Esthetics, limited SPF choices in US define the protective beauty game, says IMCD

By Ravyn Cullor

- Last updated on GMT

Cosmetics distributor IMCD has helped many of their clients develop products in the protective space and develops prototypes for new products types. © Getty Images - LaylaBird
Cosmetics distributor IMCD has helped many of their clients develop products in the protective space and develops prototypes for new products types. © Getty Images - LaylaBird

Related tags Spf UV protection blue light blue light protection Pollution

To put the productive cosmetics research rubber on the road of consumer products, it takes esthetically pleasing formulas and solutions for the limited gambit of SPF ingredients in the US.

Technical and Business Development Director for Personal Care at IMCD Danielle Wheeler, who was in the suncare industry prior to her current position, said non-SPF protective products are where most innovation is happening today because they are far less regulated.

Organic sunscreen, previously known as chemical sunscreen, absorbs UV radiation to protect the skin. Inorganic sunscreen, previously known as physical sunscreen, reflects UV radiation to protect the skin.

Across suncare, blue light and pollution protection, though, Wheeler said esthetically pleasing formulas are key to getting consumer engagement, whether it’s combating the white caste of inorganic sunscreen or making anti-pollution products comfortable on the skin.

“A lot of our supplier partners are launching new bioactives to address the effects of blue light or high energy visible light, not just SPF,” Wheeler said. “I see a lot of advancements in plant-derived ingredients combating those types of things.”

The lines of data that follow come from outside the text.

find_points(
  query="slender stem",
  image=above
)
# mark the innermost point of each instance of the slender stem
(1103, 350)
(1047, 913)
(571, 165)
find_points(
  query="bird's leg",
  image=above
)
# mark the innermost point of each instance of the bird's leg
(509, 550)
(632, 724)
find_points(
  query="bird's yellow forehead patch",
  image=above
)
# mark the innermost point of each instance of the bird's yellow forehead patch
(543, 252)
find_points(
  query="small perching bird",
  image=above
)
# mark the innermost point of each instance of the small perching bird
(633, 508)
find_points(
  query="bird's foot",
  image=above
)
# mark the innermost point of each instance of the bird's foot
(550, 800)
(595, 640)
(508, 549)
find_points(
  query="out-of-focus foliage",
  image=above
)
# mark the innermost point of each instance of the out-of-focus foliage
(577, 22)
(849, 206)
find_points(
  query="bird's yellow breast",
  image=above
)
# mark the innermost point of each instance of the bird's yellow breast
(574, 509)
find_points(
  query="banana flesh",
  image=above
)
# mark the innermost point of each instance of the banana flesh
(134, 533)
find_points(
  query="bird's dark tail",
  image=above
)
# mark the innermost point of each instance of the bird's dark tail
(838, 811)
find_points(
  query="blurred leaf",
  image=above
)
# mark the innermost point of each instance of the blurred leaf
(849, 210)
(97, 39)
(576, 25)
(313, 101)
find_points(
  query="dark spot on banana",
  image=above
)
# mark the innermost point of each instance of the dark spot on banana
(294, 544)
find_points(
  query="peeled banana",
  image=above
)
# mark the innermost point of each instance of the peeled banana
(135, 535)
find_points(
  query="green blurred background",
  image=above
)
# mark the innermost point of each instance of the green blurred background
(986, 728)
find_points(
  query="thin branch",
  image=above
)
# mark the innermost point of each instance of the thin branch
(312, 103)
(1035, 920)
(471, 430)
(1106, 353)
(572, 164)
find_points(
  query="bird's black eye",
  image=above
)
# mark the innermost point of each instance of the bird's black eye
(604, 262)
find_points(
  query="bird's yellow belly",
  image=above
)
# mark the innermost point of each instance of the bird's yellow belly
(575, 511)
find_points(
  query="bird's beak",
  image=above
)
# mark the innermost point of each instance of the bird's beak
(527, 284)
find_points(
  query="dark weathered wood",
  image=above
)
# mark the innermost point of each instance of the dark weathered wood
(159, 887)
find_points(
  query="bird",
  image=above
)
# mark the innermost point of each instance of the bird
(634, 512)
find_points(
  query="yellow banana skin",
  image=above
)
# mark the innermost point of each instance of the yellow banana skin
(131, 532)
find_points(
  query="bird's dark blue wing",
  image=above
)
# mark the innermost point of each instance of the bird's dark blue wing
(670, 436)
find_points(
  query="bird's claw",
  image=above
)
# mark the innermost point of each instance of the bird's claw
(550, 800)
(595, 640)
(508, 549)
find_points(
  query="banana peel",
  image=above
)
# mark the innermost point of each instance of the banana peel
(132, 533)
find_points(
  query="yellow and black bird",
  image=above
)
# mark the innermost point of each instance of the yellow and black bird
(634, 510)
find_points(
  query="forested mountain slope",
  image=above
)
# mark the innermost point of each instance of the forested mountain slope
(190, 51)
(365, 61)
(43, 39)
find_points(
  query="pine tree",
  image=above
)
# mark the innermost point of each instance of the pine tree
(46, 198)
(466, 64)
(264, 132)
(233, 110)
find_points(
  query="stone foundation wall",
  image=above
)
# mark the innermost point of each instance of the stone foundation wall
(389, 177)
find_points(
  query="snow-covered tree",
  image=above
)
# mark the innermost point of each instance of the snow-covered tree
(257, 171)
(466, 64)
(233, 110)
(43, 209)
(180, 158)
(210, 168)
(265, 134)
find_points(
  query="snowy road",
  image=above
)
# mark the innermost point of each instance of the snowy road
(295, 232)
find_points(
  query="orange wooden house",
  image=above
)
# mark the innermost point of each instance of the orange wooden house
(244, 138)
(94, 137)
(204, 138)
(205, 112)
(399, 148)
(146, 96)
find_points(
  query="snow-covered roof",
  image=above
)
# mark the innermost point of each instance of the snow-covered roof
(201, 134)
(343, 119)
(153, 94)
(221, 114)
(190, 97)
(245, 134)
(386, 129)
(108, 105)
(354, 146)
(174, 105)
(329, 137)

Room for SPF innovation is limited in the US

SPF is among the most FDA-regulated areas of cosmetics, and in the US there are fewer approved ingredients compared to other markets, Wheeler said.

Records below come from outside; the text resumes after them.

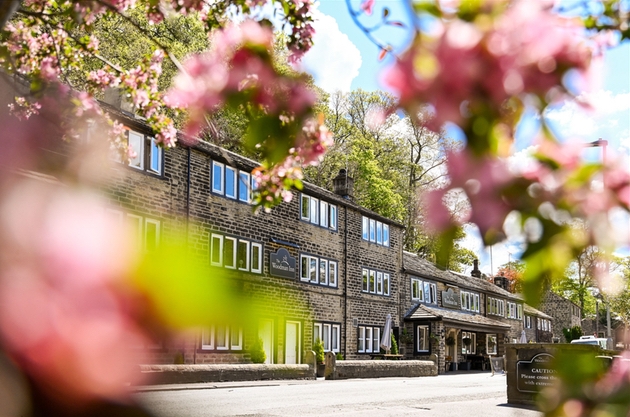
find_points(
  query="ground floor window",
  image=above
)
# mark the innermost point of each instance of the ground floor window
(471, 349)
(329, 334)
(422, 338)
(491, 344)
(369, 339)
(222, 337)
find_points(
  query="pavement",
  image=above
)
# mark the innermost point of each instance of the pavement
(453, 394)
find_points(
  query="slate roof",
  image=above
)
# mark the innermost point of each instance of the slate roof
(417, 266)
(529, 310)
(463, 319)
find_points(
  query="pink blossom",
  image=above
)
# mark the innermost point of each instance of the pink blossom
(367, 6)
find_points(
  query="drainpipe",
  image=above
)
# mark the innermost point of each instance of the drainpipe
(345, 283)
(186, 230)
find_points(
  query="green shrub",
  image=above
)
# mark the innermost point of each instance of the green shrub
(257, 352)
(573, 333)
(318, 348)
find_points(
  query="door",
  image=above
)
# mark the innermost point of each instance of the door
(292, 343)
(265, 332)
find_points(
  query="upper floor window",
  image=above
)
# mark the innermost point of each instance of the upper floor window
(375, 231)
(496, 307)
(329, 334)
(318, 270)
(231, 182)
(423, 291)
(511, 310)
(145, 231)
(318, 212)
(375, 282)
(470, 301)
(369, 339)
(236, 253)
(147, 155)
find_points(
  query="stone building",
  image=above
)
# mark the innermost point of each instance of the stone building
(317, 267)
(327, 267)
(565, 313)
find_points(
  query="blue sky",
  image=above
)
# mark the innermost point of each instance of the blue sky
(343, 58)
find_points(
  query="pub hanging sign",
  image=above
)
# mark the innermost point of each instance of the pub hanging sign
(282, 264)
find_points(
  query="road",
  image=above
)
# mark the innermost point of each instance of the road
(466, 394)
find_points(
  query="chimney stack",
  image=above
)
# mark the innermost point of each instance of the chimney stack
(476, 272)
(343, 185)
(115, 97)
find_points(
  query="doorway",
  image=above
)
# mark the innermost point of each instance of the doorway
(292, 342)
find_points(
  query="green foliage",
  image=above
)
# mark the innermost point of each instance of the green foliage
(318, 348)
(257, 352)
(394, 349)
(573, 333)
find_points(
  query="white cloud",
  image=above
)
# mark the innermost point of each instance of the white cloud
(572, 120)
(334, 61)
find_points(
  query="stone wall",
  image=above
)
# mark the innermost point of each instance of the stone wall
(189, 374)
(565, 313)
(348, 369)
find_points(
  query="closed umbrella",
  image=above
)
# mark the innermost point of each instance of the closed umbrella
(386, 340)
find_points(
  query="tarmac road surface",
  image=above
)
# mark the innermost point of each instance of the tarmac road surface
(452, 395)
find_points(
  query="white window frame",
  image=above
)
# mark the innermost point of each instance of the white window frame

“Anywhere outside of the US you have a huge playbox of ingredients,” Wheeler said. “That’s unfortunate for us in the US because I think it’s really limited us in the innovations we can do in SPF inorganic products. In the US we don’t keep up with the science with that.”

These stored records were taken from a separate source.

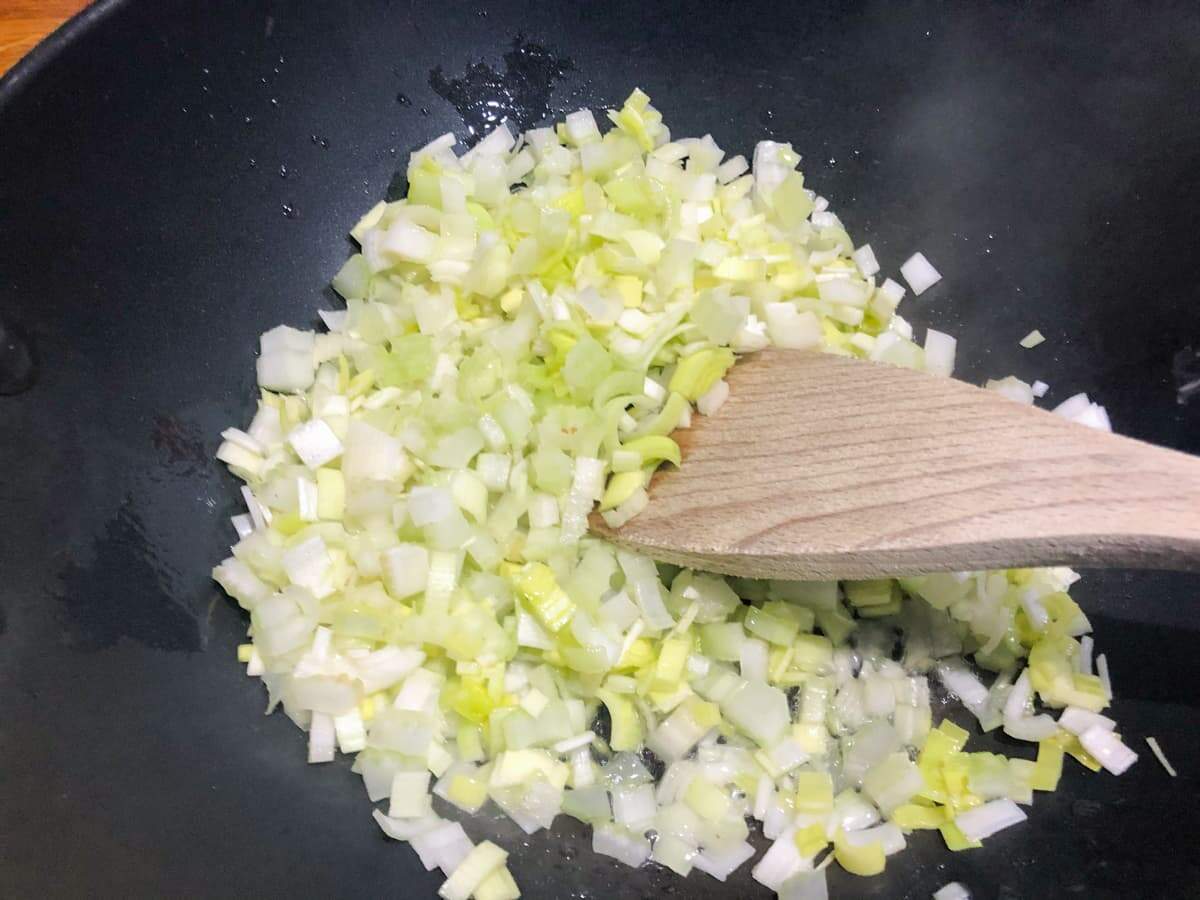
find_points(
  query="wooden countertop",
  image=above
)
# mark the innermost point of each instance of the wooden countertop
(23, 23)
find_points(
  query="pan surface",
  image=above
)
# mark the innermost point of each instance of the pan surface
(178, 177)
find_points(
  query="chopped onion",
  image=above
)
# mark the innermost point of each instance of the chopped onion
(919, 274)
(522, 335)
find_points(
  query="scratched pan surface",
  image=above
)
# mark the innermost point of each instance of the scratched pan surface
(175, 178)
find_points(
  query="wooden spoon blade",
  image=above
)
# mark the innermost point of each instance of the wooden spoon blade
(826, 467)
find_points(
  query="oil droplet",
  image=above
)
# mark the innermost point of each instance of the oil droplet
(17, 370)
(520, 94)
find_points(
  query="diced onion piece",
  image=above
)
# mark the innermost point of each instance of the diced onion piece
(1032, 340)
(1108, 749)
(919, 274)
(993, 816)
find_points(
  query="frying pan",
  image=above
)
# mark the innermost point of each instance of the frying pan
(178, 177)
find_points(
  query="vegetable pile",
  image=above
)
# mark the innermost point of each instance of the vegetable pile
(522, 335)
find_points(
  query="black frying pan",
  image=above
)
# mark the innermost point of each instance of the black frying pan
(178, 177)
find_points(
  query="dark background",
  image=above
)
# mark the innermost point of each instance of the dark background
(178, 177)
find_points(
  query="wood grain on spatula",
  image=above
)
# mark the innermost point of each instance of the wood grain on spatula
(826, 467)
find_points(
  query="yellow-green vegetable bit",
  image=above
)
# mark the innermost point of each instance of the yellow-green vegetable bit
(522, 335)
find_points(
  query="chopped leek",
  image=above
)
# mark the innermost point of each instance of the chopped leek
(522, 335)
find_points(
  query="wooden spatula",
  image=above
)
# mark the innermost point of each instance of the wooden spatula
(823, 467)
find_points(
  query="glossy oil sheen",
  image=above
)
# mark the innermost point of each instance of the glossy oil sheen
(178, 177)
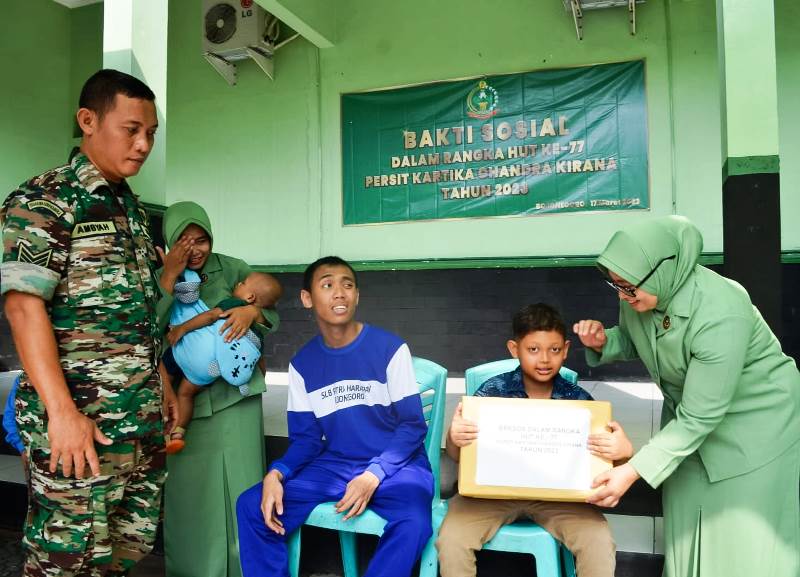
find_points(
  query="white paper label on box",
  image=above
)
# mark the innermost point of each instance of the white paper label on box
(534, 447)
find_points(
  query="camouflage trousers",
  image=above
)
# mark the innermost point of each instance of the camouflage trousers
(96, 526)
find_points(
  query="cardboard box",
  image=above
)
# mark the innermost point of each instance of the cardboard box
(532, 449)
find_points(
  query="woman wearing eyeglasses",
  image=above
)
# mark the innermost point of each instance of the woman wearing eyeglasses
(728, 452)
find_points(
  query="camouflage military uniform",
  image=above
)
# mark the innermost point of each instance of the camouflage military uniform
(86, 251)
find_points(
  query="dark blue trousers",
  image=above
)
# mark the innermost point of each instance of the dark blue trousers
(403, 499)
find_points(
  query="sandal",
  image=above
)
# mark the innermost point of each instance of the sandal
(175, 443)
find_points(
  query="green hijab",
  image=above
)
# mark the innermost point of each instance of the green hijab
(634, 251)
(182, 214)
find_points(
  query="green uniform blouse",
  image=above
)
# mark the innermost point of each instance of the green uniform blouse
(729, 392)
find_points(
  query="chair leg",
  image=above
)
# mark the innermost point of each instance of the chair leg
(349, 548)
(569, 562)
(429, 560)
(548, 563)
(293, 553)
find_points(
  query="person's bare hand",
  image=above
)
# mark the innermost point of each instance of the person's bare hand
(174, 262)
(238, 321)
(72, 436)
(612, 444)
(272, 501)
(175, 334)
(462, 431)
(613, 484)
(591, 333)
(359, 491)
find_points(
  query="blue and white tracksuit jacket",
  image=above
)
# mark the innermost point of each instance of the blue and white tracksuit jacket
(352, 409)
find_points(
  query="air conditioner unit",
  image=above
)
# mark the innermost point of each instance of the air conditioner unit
(236, 30)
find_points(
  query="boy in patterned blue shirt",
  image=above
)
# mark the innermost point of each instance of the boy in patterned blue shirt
(540, 345)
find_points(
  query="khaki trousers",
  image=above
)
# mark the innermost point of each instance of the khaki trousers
(472, 522)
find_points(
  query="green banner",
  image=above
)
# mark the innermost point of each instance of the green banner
(553, 141)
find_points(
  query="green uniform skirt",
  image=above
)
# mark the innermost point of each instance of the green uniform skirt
(747, 526)
(224, 455)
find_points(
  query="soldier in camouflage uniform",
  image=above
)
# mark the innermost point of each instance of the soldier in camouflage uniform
(80, 295)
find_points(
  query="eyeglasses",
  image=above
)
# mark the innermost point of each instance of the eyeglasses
(631, 290)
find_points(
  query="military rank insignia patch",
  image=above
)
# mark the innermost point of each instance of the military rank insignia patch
(38, 258)
(46, 205)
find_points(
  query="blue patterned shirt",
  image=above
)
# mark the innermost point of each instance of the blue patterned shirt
(510, 385)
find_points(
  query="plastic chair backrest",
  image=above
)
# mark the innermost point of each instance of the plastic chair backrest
(432, 381)
(474, 377)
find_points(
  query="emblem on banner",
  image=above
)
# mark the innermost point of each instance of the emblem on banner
(482, 101)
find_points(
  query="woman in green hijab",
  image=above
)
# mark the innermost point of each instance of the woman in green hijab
(728, 452)
(224, 454)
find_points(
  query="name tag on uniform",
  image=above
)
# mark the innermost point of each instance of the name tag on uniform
(96, 228)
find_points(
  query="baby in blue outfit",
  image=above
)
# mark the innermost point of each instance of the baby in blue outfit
(199, 353)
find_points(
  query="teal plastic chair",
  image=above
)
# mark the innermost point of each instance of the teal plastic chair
(524, 536)
(432, 380)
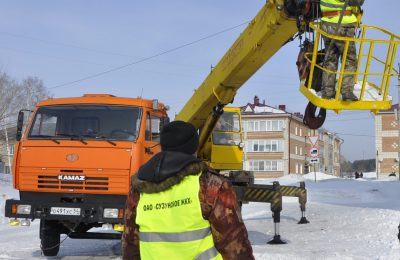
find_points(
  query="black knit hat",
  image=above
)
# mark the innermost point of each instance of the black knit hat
(179, 136)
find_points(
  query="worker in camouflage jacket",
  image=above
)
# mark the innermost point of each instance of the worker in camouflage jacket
(179, 208)
(331, 12)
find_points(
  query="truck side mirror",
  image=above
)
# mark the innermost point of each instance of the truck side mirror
(20, 124)
(165, 120)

The limit on inorganic SPF ingredients is unfortunate considering Wheeler said interest in the products is increasing among their clients. 

Despite the limitation on ingredient innovation, there is room for inclusion innovations. Sunscreen consumers today aren’t only fair-skinned people looking to prevent burning, but a broad range of skin tones wanting protection from the dangers of UV and for anti-aging purposes.

Wheeler said the esthetics of sunscreen formulas can be improved to accommodate those consumers, preventing a white caste or even adding a tint for both cosmetic and other potential protective benefits. 

Non-SPF protection products are in demand, have space for innovation

With consumers spending a massive amount of time in front of screens, Wheeler said their clients have been asking for more blue light protective products. It’s important to include actives that address multiple possible impacts, like skin, DNA, collagen and even melanin damage.

Additionally, she said consumers approach blue light products more as a treatment than with an SPF product. Wheeler has seen blue light serums and sprays the most.

Esthetics are also important in pollution protection, as most of the products in the area are types of barriers to prevent pollutants from penetrating the skin. Among recent innovations, Wheeler said she’s most interested in Mimiskin​, which is a barrier that allows breathability of the skin.

In developing pollution protectant products, she said it’s important to be specific about what types of pollutants you want to protect against. Different chemicals, particulates and even smokes can require different cosmetic characteristics.

Across the protective categories, Wheeler said a distributor like IMCD can be helpful in developing products, particularly with SPF in the US, because they have access to a broader range of research and expertise in the developing field.